William Eichler 12 September 2025

Better Results, Smarter Spending: AllChild in Wigan

Better Results, Smarter Spending: AllChild in Wigan image
© Dusan Petkovic / Shutterstock.com.

Wigan Council and AllChild are proving that long-term, community-driven programmes can improve outcomes for children while reducing pressure on local services and public spending. LocalGov finds out more.

The challenge

Like many local authorities, Wigan Council faces a number of systematic pressures: increasing demand on children’s services, rising costs, and fewer resources. These challenges make it harder to invest in the kind of preventative, personalised, and collaborative support that communities have long called for.

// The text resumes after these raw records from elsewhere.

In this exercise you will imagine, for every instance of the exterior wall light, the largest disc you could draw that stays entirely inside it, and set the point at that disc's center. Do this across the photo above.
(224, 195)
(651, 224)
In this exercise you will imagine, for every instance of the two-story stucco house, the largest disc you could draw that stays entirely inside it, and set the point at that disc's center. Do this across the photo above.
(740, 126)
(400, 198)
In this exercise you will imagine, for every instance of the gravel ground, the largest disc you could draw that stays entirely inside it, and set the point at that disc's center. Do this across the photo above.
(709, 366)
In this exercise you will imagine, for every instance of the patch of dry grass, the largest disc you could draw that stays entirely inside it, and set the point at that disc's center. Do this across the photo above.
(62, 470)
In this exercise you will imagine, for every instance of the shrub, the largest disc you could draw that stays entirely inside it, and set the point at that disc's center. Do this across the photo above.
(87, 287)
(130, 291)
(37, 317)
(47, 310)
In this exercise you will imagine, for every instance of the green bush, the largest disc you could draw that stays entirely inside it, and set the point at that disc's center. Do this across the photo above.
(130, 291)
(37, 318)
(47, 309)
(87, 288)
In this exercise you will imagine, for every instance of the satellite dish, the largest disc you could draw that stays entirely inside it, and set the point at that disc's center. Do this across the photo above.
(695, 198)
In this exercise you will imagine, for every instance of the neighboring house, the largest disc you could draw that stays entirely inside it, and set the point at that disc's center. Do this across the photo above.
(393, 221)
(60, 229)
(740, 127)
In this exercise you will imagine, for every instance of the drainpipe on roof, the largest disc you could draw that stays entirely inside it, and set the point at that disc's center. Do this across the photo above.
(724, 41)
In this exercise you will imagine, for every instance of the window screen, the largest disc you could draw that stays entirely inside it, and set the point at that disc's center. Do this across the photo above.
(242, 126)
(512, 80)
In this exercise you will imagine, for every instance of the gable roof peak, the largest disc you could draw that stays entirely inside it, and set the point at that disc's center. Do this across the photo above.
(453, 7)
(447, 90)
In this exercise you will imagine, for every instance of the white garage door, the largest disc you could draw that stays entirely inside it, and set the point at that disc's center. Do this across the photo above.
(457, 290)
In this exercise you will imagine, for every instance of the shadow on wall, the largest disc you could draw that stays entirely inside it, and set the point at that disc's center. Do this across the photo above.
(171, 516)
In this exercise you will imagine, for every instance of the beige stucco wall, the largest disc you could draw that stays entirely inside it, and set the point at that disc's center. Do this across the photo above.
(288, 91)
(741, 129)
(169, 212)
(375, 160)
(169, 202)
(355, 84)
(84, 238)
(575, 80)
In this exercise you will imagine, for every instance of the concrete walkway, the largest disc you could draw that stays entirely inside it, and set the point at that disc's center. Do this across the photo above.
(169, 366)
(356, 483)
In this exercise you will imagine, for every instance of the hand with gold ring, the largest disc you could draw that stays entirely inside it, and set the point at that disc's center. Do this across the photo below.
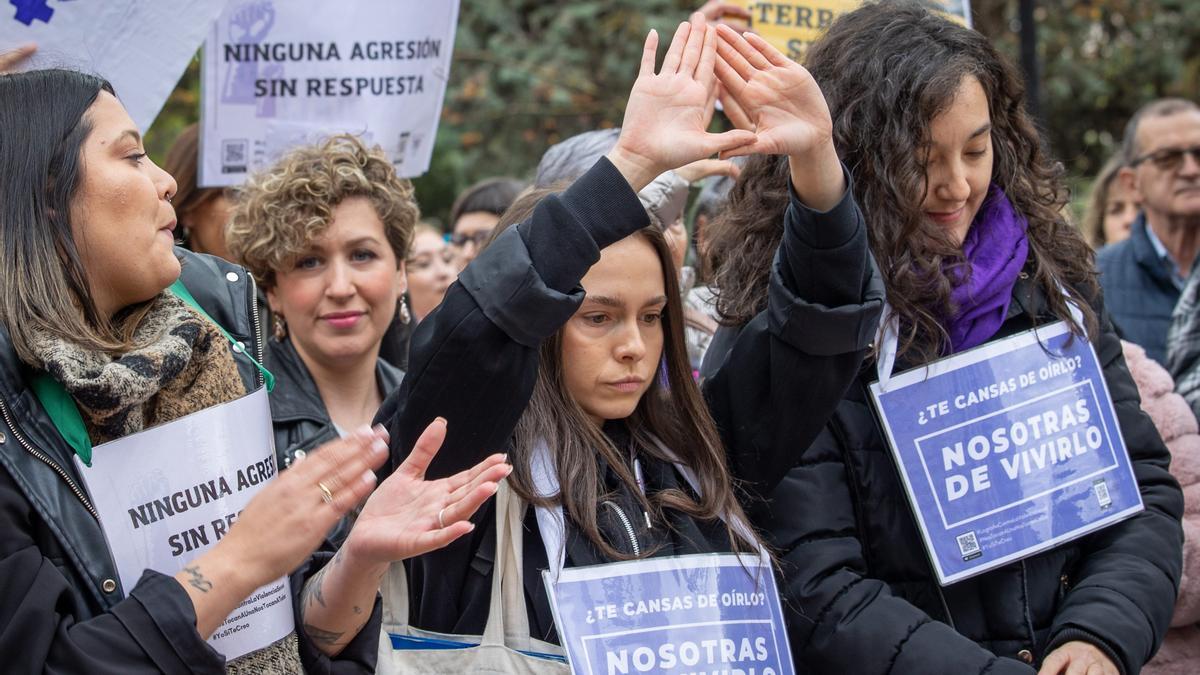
(406, 517)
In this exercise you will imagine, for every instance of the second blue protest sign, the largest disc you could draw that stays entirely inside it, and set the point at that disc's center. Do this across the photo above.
(1008, 449)
(689, 614)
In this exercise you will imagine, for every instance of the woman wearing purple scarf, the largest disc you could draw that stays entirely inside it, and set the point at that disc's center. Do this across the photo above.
(964, 213)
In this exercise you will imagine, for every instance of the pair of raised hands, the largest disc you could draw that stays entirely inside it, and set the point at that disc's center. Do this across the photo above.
(774, 101)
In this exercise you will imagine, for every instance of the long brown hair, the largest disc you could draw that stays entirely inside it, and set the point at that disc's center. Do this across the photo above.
(43, 285)
(887, 70)
(671, 411)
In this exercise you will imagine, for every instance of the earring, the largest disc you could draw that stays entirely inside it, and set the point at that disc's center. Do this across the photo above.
(280, 328)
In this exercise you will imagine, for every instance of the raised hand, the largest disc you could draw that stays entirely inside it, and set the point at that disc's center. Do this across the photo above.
(667, 114)
(408, 515)
(787, 112)
(775, 94)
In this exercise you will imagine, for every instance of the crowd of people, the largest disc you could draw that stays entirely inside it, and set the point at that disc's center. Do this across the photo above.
(601, 350)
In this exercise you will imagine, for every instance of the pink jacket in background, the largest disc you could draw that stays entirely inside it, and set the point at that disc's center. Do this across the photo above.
(1180, 653)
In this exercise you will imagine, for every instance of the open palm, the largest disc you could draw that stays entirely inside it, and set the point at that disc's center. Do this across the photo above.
(778, 96)
(666, 118)
(408, 515)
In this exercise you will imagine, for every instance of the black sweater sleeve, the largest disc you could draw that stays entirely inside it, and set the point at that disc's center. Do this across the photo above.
(45, 627)
(474, 359)
(789, 368)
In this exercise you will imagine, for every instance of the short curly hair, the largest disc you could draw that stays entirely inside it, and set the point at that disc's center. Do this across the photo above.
(281, 209)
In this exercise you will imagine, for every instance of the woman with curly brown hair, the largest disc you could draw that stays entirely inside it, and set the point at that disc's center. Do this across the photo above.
(325, 232)
(964, 215)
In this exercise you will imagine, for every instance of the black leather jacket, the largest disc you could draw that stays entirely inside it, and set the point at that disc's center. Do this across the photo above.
(63, 608)
(300, 418)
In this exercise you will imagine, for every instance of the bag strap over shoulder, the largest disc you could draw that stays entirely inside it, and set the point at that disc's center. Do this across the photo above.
(508, 620)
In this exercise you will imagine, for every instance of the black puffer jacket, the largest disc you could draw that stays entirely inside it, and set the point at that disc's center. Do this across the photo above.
(861, 595)
(63, 608)
(474, 360)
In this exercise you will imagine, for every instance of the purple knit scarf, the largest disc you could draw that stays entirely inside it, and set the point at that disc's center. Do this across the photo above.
(995, 250)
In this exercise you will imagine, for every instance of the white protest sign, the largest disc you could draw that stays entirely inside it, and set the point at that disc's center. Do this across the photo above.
(138, 46)
(168, 494)
(282, 73)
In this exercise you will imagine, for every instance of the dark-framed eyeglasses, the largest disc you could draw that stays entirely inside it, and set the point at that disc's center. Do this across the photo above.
(478, 238)
(1169, 159)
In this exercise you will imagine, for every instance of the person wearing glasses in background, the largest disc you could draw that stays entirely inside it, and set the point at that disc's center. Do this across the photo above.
(1144, 275)
(475, 213)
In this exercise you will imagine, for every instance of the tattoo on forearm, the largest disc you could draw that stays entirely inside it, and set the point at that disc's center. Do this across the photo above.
(323, 637)
(313, 591)
(197, 579)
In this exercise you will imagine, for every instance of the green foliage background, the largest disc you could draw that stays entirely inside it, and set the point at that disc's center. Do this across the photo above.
(528, 73)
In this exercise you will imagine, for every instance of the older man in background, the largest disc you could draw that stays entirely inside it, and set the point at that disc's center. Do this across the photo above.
(1144, 275)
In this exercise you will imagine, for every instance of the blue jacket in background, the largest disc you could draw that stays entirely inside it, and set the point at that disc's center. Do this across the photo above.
(1138, 291)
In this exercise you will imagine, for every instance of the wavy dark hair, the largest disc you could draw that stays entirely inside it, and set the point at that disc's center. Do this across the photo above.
(887, 70)
(671, 411)
(43, 285)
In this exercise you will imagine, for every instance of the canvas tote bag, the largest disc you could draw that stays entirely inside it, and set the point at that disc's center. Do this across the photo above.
(505, 645)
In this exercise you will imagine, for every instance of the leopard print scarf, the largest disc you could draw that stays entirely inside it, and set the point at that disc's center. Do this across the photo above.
(183, 364)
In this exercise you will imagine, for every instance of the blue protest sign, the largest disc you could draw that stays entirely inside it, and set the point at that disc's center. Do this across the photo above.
(687, 614)
(1008, 449)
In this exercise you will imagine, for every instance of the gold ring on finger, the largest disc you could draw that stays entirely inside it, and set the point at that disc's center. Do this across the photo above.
(325, 494)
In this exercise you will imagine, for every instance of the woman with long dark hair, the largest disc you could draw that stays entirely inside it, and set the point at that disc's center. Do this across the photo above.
(563, 344)
(965, 217)
(100, 344)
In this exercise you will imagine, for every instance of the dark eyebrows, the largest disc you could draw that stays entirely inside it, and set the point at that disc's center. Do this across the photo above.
(981, 131)
(617, 304)
(360, 242)
(604, 300)
(132, 133)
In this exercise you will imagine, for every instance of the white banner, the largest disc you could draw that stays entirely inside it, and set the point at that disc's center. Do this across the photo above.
(141, 47)
(277, 75)
(168, 494)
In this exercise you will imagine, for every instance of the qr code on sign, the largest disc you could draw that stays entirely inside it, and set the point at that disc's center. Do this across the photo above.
(1102, 493)
(969, 545)
(234, 155)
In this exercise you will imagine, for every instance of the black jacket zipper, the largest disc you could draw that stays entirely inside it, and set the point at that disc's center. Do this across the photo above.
(629, 526)
(47, 460)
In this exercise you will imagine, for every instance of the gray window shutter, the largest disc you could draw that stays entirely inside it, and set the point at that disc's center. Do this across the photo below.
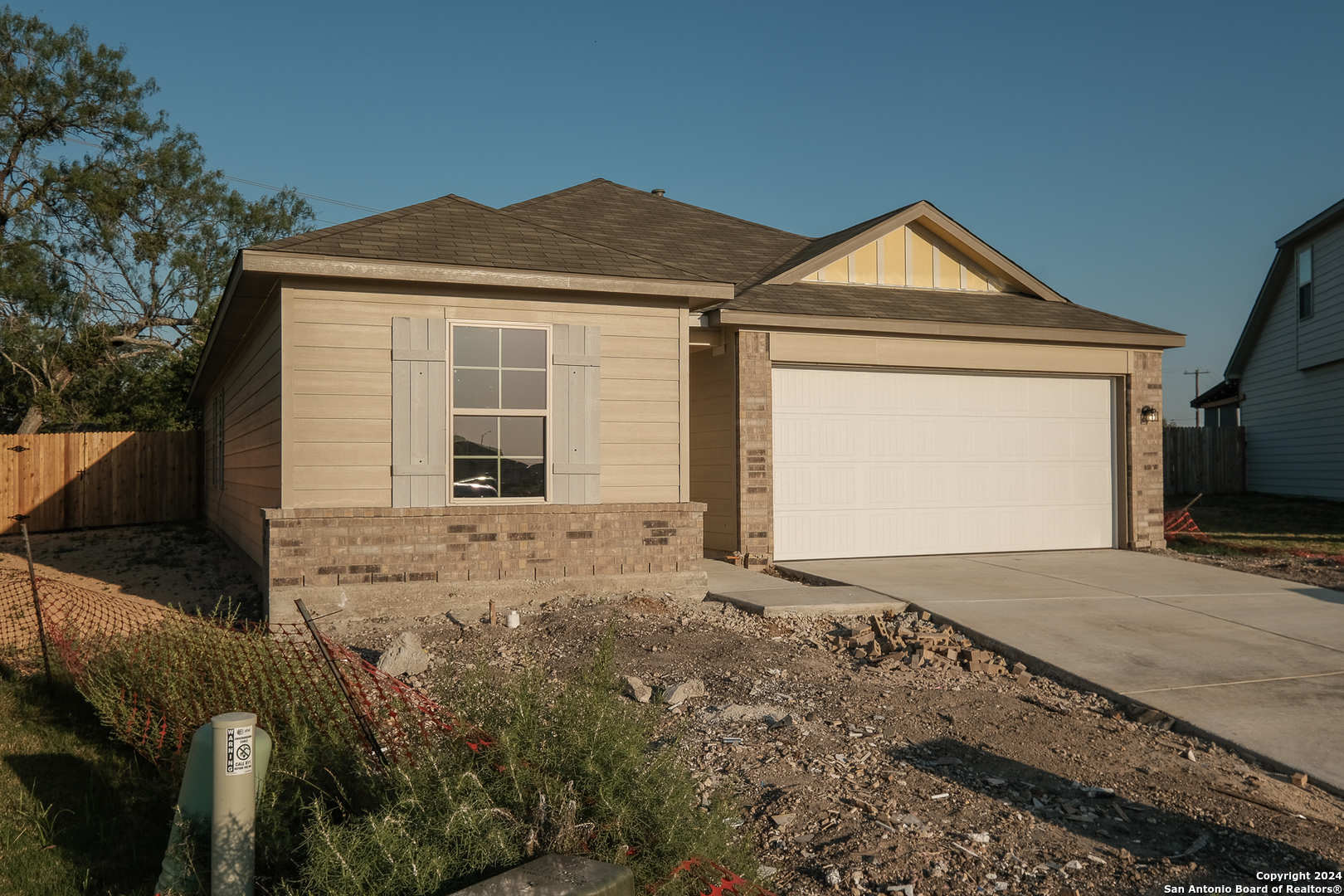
(576, 414)
(420, 411)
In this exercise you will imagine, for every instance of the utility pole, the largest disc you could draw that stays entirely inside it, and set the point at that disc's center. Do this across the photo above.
(1195, 373)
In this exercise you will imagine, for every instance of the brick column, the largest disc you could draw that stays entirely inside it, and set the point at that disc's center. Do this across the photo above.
(756, 449)
(1144, 472)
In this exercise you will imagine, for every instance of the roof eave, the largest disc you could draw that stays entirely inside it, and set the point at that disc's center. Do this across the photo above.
(300, 264)
(951, 329)
(1322, 221)
(222, 336)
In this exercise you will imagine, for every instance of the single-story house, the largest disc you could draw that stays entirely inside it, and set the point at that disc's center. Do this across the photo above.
(1285, 379)
(452, 401)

In Leigh and Atherton, the Council is piloting a new approach with AllChild - one that improves outcomes for children and families while also seeking to reduce long-term pressures. The partnership is testing new ways of working, such as providing young people with trusted relationships and building stronger links across the system.

‘Wigan are proud to be the first Local Authority outside London to offer the AllChild programme to our children, families and schools,’ said Colette Dutton, director of Children’s Services, Wigan Council.

‘In supporting our Progress with Unity missions of “Creating fair opportunities for all children, families, residents and businesses” and “Making our towns and Neighbourhoods flourish for those who live and work in them”, AllChild worked closely with our communities, local authority and education leaders to coproduce an approach aligned with the borough’s needs. This has been supported by a blend of philanthropic funding, alongside investment from the local authority and schools. Families have welcomed the support, and we particularly value that the approach is built on children and link workers developing trusted relationships over a two-year period to improve attendance, attainment and inclusion. AllChild have also engaged community-based organisations as delivery partners, recognising their vital role in sustaining the programme.’

Why this partnership is different

Too often, interventions are short-term and shaped by funding cycles rather than community priorities. Services can feel fragmented detached both from each other and from the families they intend to support.

The Wigan/AllChild partnership takes a different path. Over 18 months, the council and AllChild worked with families, young people, headteachers, local leaders, and community organisations to co-design a programme rooted in local needs. Each child and family takes part in a two-year journey of support, but the partnership itself is designed to deliver sustainable, long-term impact across the borough.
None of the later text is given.